La Commission vient de débuter ses activités, et rien qu’au 15 juin 2016, elle avait déjà reçu 6600 dossiers. Les membres de l’élite politique et économique figurent parmi les premières personnes à avoir saisi ce nouveau mécanisme d’arbitrage.
Le 5 mai 2016, la premier accord d’arbitrage et de réconciliation a été signé entre l’État et Mohamed Slim Chiboub, gendre du président Ben Ali. Ce qui est inquiétant, c’est que Mohammed Slim Chiboub avait fait l’objet d’une arrestation auparavant – le 18 novembre 2014 – suite à des allégations de corruption et de blanchiment d’argent. D’autres membres de l’élite économique ont supposément soumis des dossiers à la Commission, notamment le beau-frère de l’ancien président, Belhassen Trabelsi, qui est accusé de fraude et de corruption en Tunisie. Un autre gendre de Ben Ali, Sakher El Materi, condamné, par contumace, à 16 ans de prison ainsi qu’à une amende pour corruption et fraude immobilière, a lui aussi, supposément soumis un dossier.

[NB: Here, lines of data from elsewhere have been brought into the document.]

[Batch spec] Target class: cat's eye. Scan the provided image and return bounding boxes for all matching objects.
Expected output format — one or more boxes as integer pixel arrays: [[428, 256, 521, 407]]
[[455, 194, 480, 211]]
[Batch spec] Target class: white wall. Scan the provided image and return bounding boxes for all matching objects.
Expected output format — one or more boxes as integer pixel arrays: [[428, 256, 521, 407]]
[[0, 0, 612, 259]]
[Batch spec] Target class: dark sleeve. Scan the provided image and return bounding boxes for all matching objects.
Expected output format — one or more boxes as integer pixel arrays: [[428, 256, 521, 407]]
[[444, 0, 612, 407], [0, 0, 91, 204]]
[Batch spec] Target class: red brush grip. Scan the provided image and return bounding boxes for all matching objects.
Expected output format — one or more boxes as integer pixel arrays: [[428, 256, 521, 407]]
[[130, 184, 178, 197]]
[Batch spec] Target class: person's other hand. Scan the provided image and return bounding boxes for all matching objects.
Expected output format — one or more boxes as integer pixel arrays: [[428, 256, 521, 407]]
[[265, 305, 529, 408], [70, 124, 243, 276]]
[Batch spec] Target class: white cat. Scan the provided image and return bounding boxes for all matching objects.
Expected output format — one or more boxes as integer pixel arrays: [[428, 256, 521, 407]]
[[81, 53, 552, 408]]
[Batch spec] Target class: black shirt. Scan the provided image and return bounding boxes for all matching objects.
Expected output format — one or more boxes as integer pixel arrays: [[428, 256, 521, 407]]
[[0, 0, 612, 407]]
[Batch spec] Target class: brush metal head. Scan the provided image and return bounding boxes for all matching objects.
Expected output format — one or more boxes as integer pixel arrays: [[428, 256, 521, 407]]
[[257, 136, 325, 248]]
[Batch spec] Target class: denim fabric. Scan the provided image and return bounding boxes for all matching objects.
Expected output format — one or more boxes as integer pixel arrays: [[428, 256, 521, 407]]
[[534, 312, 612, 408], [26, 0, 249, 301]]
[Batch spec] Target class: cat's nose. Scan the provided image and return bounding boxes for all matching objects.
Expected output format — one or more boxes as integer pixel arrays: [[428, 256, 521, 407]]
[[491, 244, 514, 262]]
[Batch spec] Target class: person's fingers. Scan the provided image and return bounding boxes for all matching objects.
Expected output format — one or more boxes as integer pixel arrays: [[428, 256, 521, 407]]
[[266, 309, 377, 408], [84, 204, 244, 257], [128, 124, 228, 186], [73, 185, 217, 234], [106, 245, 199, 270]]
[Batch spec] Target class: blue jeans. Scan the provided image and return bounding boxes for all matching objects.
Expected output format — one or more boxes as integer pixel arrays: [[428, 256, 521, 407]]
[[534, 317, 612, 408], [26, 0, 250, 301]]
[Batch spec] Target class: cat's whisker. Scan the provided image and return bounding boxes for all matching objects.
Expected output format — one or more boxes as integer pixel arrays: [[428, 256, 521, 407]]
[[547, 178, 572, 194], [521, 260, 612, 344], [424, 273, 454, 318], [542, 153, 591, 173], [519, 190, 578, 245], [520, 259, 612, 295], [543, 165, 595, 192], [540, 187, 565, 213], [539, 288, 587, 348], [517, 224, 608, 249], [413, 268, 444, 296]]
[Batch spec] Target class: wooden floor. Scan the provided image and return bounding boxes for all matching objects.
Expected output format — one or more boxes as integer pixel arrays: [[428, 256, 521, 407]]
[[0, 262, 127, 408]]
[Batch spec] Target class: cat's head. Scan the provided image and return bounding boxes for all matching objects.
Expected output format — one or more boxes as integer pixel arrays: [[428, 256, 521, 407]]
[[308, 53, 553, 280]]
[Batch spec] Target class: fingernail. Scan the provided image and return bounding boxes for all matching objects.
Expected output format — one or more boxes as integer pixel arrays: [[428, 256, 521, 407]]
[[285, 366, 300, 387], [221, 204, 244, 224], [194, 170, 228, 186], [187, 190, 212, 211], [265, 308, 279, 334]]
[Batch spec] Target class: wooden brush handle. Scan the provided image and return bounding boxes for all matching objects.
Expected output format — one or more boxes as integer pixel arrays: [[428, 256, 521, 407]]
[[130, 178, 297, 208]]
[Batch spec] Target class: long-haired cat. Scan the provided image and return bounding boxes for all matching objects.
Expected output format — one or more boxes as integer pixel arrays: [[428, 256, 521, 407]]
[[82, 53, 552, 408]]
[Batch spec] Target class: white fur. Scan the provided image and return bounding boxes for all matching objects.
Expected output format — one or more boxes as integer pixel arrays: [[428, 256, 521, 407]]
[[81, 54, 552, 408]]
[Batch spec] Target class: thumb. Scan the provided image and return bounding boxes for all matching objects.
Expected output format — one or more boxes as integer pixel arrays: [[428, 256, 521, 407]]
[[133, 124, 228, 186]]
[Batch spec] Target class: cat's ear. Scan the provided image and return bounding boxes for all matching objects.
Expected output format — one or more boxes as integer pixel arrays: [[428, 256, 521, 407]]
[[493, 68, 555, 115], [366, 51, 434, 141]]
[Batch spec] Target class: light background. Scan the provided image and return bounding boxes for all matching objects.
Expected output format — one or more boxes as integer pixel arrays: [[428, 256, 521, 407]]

Même si l’on ne sait pas de quelle manière évoluera le travail de la Commission, sa mise en place montre comment une approche de réconciliation nationale sur le plan économique et fondée sur une notion vague de justice réparatrice, risque de faire disparaître l’exigence et la nécessité de la responsabilité judiciaire.
- La Commission de Réconciliation
Le Président Beji Caid Essebsi a présenté le « Projet de loi organique relative aux procédures spéciales concernant la réconciliation dans les domaines économique et financier » en juin 2015. Selon ce projet de loi, une nouvelle Commission de Réconciliation devrait être établie pour tenir compte des demandes faites par les fonctionnaires et les entreprises qui ont profité de la corruption. La Commission serait mandatée à : calculer les profits réalisés, obtenir des restitutions partielles et amnistier en retour les personnes concernées.
Si les partisans de la Commission de Réconciliation se retranchent derrière le fait que celle-ci encourage les investissements dans le pays et sauve l’économie tunisienne, Human Rights Watch, avertit en revanche que le travail de la Commission aura pour résultat l’impunité de ceux qui ont participé à la corruption et en ont tiré parti.
En Tunisie, le projet de loi a déclenché une vague de manifestations, au sein desquelles les manifestants scandaient le slogan : Manich Msameh (“je ne pardonnerai pas ”). Le projet de loi a aussi été examiné par la Commission de Venise, qui a conclu qu’il manquait d’indépendance et qu’il ne promouvait pas la vérité en matière de corruption financière. Le Projet de loi organique relative aux procédures spéciales concernant la réconciliation dans les domaines économique et financier a été mis de côté pendant un certain temps mais il a refait surface récemment, suscitant un tollé général.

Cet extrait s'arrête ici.